Su trabajo no se limitó a dibujar mapas. También comprendió la importancia estratégica del poblamiento y del testimonio de quienes ya vivían allí, como los colonos del valle 16 de Octubre. Esa combinación entre exploración, cartografía, presencia en el terreno y argumentación internacional fue una de las claves del proceso que desembocó en el arbitraje británico.
El fallo de 1902 y el legado que todavía explica la Patagonia argentina
El laudo arbitral de 1902, firmado en nombre del rey Eduardo VII, fijó buena parte de la frontera actual entre Argentina y Chile en la Patagonia. Los estudios, informes y recorridos encabezados por Moreno fueron fundamentales en ese proceso y contribuyeron a que amplias áreas cordilleranas en litigio quedaran del lado argentino, entre ellas zonas que hoy se asocian con Esquel, Trevelin y parte del entorno andino patagónico.

Por eso, cuando se dice que “le dio la Patagonia a la Argentina”, la frase funciona como una síntesis periodística de un proceso mucho más complejo: Moreno no “creó” ese territorio, pero sí fue clave para estudiarlo, hacerlo visible para el Estado y defenderlo en una negociación internacional decisiva. También dejó otra marca profunda: donó tierras en la región del Nahuel Huapi, gesto que dio origen al primer parque nacional argentino.

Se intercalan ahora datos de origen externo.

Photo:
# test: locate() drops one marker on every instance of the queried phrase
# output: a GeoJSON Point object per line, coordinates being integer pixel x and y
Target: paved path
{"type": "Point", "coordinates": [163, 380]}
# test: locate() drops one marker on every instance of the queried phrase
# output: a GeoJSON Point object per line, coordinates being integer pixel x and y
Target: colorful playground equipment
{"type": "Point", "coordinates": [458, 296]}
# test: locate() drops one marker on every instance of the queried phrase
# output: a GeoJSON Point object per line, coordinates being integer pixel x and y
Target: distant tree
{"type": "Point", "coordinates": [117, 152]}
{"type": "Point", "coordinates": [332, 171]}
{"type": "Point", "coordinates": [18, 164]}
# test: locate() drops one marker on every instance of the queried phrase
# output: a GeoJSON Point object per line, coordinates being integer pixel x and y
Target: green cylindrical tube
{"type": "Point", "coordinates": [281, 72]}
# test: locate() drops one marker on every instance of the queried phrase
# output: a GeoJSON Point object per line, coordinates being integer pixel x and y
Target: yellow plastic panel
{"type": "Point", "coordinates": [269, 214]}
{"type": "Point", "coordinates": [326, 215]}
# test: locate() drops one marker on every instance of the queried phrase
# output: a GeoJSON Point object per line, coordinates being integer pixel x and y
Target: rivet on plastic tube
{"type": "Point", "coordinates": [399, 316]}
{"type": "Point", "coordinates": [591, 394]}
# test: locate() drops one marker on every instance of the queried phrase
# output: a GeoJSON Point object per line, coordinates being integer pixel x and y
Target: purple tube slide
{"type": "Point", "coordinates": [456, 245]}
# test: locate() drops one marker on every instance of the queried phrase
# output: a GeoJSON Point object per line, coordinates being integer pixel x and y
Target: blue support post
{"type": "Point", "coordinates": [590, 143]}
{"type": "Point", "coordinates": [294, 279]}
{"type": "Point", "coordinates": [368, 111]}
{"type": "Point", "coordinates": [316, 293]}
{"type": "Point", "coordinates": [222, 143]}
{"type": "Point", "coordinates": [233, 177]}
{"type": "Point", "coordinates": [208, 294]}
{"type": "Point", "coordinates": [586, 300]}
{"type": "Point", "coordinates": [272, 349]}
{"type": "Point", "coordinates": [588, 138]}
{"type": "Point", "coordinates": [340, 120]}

La paradoja de su vida es poderosa: el hombre que estuvo atado, vigilado y al borde de una muerte ritual en la Patagonia terminó convirtiéndose en uno de los nombres más influyentes de la historia territorial argentina. Antes de ser homenajeado en mapas, glaciares, museos y monumentos, Perito Moreno fue un sobreviviente. Y quizás haya sido esa experiencia extrema la que le dio la convicción para defender, años más tarde, una frontera que todavía define al país.